— Несомненно, — ответил Пьер, — это результаты вулканической деятельности.
— А вы помните, Пьер, — перебил его Корбо, — что всего три года назад один английский охотник открыл в центральной Африке огромный вулканический цирк по площади немного меньше, чем Родос?
— Я понял вас, — быстро схватывая мысль Корбо, ответил Пьер, — этот цирк был совершенно отрезан от окружающей его местности. Я помню, англичанин нашел там стада антилоп и слонов, великолепную растительность и реку, свергающуюся с соседней вершины через край цирка.
— Вот этот цирк, — заметил Корбо, — и дает мне основание думать, что и здесь, в Абиссинских горах, при их обилии потухшими вулканами, могут быть такие же цирки, изолированные от всего мира.
— Совершенно верно, — воскликнул Пьер, — этот цирк английского охотника долго не давал мне покоя. Я все ломал голову, как могли туда попасть не только тяжеловесные слоны, но и легкие антилопы. Я искал дополнительных сведений, но кроме нескольких заметок в «Таймс» и двух фотографических снимков в специальных журналах я ничего не нашел.

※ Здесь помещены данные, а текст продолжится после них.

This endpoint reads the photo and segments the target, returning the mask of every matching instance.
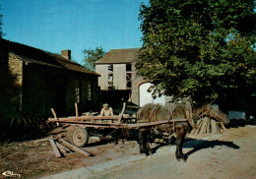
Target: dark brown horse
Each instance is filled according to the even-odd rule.
[[[142,122],[154,122],[171,119],[186,119],[186,107],[184,103],[177,103],[175,107],[169,107],[170,104],[165,106],[160,104],[149,103],[145,104],[141,109],[138,110],[137,120],[138,123]],[[171,109],[170,109],[171,108]],[[199,118],[203,116],[209,116],[215,118],[224,124],[229,123],[229,119],[226,114],[222,112],[218,105],[206,104],[202,107],[196,108],[192,112],[193,118]],[[159,132],[161,133],[174,133],[176,134],[176,151],[175,155],[177,160],[186,160],[186,156],[182,152],[182,146],[186,134],[190,129],[188,122],[178,122],[170,124],[161,124],[156,127]],[[140,129],[139,130],[139,145],[140,152],[146,153],[147,155],[152,154],[152,150],[149,146],[149,138],[152,129]]]

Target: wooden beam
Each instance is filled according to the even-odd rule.
[[[117,124],[120,124],[120,123],[121,123],[121,120],[122,120],[122,118],[123,118],[123,113],[124,113],[124,110],[125,110],[125,105],[126,105],[126,103],[124,102],[124,103],[123,103],[122,111],[121,111],[121,113],[120,113],[119,116],[118,116]]]
[[[173,122],[187,122],[187,119],[174,119],[174,120],[164,120],[164,121],[157,121],[157,122],[144,122],[144,123],[135,123],[135,124],[114,124],[114,123],[98,123],[98,122],[83,122],[83,121],[60,121],[60,123],[68,123],[71,125],[83,125],[84,127],[92,127],[92,128],[114,128],[114,129],[138,129],[144,127],[152,127],[161,124],[169,124]]]
[[[52,147],[52,149],[53,149],[53,151],[54,151],[55,156],[56,156],[57,158],[61,157],[61,154],[60,154],[60,152],[59,152],[59,149],[58,149],[58,148],[56,147],[56,145],[55,145],[53,139],[49,139],[49,142],[50,142],[50,145],[51,145],[51,147]]]
[[[65,152],[71,152],[70,149],[68,149],[68,148],[62,146],[62,145],[59,144],[58,142],[56,142],[56,146],[58,147],[58,149],[59,149],[60,150],[64,150]]]
[[[78,117],[78,103],[75,102],[75,109],[76,109],[76,117]]]
[[[61,118],[48,118],[48,121],[55,122],[55,121],[70,121],[70,120],[118,120],[119,115],[117,116],[80,116],[80,117],[61,117]],[[123,116],[123,119],[136,119],[136,117],[127,117]]]
[[[86,156],[90,156],[90,155],[91,155],[90,152],[87,152],[87,151],[85,151],[84,149],[81,149],[80,148],[78,148],[78,147],[76,147],[76,146],[74,146],[74,145],[71,145],[70,143],[66,142],[66,141],[63,140],[63,139],[59,139],[59,141],[60,141],[61,143],[63,143],[64,145],[66,145],[66,146],[67,146],[68,148],[70,148],[71,149],[75,150],[75,151],[78,151],[78,152],[80,152],[80,153],[82,153],[82,154],[85,154]]]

— Но я, по своей жадности ко всему, — засмеялся Кор-бо, — при своей непоседливости, еще до нашего с вами знакомства побывал в этом цирке!
— Это очень похоже на вас, — воскликнул Пьер, — я не знаю более авантюрного, если можно так выразиться, ученого, чем вы. Если бы я был Жюль Верном, я бы из вас сделал второго капитана Немо!
— Смейтесь, но роман с Парутой, какой мы задумали начать, потребует от нас не меньше геройства, чем у разного рода искателей приключений. Ну, как бы там ни было, а я ходил по следам англичанина.
— В чем же дело? — спросил Пьер.
— Обойдя цирк, — продолжал Корбо, — я нашел, что в южной стороне произошел огромный обвал и совершенно засыпал скалами узкую долину, которая раньше врывалась в него.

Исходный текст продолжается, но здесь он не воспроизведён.